Bilişim Zirvesi’nin düzenleyicilerinden olsam, Sanayi Bakanı’nın konuşmasına asla izin vermezdim. Bilişim’i Türkiye’nin geleceğinin en temel belirleyicisi gören birinin, bilişimin yıl içindeki en büyük etkinliğinde hükümetin en üst seviyede temsil edilmemesine göstermesi gereken tepki bu olmalıydı.

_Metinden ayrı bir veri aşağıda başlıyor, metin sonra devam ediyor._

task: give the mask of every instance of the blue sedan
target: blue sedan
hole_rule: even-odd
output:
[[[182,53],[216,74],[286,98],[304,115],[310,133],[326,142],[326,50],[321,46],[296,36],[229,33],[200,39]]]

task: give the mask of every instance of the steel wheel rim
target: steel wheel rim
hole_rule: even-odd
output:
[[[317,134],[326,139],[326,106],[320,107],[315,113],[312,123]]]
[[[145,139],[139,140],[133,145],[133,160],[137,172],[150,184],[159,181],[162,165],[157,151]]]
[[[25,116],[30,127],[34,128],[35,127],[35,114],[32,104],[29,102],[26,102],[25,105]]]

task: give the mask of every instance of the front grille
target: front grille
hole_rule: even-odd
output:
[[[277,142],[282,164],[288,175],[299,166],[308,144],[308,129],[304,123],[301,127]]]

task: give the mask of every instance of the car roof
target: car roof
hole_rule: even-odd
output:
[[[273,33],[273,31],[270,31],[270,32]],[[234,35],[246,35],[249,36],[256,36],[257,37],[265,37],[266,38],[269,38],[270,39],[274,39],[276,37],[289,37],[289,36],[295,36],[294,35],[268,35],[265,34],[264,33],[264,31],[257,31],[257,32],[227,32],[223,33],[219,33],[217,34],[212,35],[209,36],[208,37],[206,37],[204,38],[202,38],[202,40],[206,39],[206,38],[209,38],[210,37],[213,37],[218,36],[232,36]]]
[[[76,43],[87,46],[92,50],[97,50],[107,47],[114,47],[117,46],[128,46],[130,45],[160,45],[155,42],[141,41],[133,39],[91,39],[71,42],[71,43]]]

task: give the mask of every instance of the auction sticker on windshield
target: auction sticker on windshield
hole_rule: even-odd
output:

Ama bilişimin sivil toplum temsilcileri, bilişimi Bilgi Toplumu’na ulaşmanın aracı değil de palazlandırılması gereken bir sanayi kolu olarak gördüklerinden olsa gerek umduklarını değil, bulduklarını yemeğe boyun eğdiler. Açılış kürsüsünde işi olmaması gereken Sanayi Bakanı’nı, dinleyici koltuklarından birine nazikçe buyur edemediler. Bilişimcilerinki yerine paşaların davetine koşan Başbakan niyetine, paşa paşa Sanayi Bakanı’nın azarlarını dinlediler.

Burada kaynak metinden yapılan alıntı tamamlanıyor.